DFN-CERT-2016-0427: ISC BIND: Mehrere Schwachstellen ermöglichen Denial-of-Service-Angriffe (Linux, Debian, Fedora, RedHat, SuSE, Unix, AIX, FreeBSD, Netzwerk)

 

 

Mehrere Schwachstellen in ISC BIND9 ermöglichen einem entfernten, nicht authentifizierten Angreifer das Durchführen verschiedener Denial-of-Service (DoS)-Angriffe.

ISC stellt Sicherheitsupdates in Form der fehlerbereinigten BIND 9 Versionen 9.9.8-P4 und 9.10.3-P4 sowie der BIND 9 Supported Preview Edition Version 9.9.8-S6 zur Verfügung.
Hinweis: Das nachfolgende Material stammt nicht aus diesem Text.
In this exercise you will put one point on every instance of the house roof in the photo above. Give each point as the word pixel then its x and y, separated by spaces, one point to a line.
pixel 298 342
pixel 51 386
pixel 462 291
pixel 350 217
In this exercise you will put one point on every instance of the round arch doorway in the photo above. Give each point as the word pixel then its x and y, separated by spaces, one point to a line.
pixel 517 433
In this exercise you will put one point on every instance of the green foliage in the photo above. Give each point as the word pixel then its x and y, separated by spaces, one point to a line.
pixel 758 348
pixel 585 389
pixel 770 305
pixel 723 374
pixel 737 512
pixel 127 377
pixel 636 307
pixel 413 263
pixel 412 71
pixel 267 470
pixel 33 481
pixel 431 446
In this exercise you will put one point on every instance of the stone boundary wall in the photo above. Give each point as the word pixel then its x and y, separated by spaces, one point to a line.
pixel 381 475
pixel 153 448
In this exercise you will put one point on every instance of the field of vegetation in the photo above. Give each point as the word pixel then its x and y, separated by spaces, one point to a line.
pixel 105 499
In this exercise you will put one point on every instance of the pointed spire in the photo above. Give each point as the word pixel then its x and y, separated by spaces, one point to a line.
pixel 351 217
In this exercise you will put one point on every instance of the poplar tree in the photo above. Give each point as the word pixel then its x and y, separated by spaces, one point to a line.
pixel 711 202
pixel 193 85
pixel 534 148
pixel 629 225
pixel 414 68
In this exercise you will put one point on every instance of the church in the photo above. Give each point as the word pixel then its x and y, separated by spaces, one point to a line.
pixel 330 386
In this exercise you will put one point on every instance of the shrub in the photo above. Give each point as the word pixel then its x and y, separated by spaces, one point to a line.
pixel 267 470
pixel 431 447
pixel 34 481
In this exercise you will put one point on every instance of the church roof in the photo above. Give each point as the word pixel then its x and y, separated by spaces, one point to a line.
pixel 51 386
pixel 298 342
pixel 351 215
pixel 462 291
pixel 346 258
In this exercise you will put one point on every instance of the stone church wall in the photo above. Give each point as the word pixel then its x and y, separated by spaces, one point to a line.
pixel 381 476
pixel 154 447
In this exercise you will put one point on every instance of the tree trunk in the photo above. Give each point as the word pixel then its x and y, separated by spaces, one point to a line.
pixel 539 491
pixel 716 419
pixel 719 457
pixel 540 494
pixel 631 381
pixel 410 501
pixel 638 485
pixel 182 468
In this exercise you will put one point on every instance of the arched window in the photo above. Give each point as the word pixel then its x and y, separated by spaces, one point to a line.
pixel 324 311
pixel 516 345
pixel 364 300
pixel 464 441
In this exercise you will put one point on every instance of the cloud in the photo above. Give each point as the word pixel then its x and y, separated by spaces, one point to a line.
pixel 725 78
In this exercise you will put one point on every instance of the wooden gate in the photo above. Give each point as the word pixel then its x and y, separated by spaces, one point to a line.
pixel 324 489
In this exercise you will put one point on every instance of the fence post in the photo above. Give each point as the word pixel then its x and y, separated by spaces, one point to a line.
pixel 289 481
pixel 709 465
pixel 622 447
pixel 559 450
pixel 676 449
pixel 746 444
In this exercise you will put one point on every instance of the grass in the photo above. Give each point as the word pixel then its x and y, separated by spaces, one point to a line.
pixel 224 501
Debian bestätigt, dass die Debian Linux Distributionen Wheezy (oldstable), Jessie (stable) und Stretch (testing) von den Schwachstellen CVE-2016-1285 und CVE-2016-1286 betroffen sind, stellt derzeit aber nur Sicherheitsupdates für Wheezy und Jessie bereit. Ein Sicherheitsupdate für Stretch soll in Kürze folgen.
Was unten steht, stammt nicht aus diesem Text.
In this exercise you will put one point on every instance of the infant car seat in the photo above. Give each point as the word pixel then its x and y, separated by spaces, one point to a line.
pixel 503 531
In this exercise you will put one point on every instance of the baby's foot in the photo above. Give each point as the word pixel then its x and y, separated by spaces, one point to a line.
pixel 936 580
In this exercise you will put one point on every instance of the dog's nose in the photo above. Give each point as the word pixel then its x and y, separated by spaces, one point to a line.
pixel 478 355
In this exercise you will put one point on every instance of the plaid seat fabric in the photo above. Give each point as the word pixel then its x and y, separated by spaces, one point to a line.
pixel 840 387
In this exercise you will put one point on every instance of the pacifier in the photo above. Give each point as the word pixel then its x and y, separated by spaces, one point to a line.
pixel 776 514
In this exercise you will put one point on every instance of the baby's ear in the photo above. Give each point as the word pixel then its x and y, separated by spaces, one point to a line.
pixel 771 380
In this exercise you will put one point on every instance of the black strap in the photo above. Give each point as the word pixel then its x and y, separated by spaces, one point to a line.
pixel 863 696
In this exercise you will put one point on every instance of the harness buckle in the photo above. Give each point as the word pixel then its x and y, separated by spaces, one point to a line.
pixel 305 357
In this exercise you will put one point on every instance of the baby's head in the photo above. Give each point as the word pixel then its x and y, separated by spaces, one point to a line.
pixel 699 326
F5 Networks informiert über die Schwachstellen und darüber, welche Produkte und Versionen von ihnen betroffen sind. Das BIG-IP Protocol Security Module (PSM) in den Versionen 10.1.0 - 10.2.4 und 11.0.0 - 11.4.1 ist ausschließlich von der Schwachstelle CVE-2016-1286 betroffen. Es stehen derzeit keine Sicherheitsupdates zur Verfügung, F5 Networks gibt aber bekannt, dass der verwundbare Programmcode in der Standardkonfiguration nicht verwendet wird.

Das FreeBSD Project informiert darüber, dass die FreeBSD 9.x Versionen von den Schwachstellen CVE-2016-1285 und CVE-2016-1286 betroffen sind und veröffentlicht Sicherheitsupdates für 9.3-STABLE und die korrigierte Version 9.3-RELEASE-p38.

Ubuntu stellt Sicherheitsupdates für Ubuntu 15.10, Ubuntu 14.04 LTS und Ubuntu 12.04 LTS bereit und adressiert damit ebenfalls die Schwachstellen CVE-2016-1285 und CVE-2016-1286.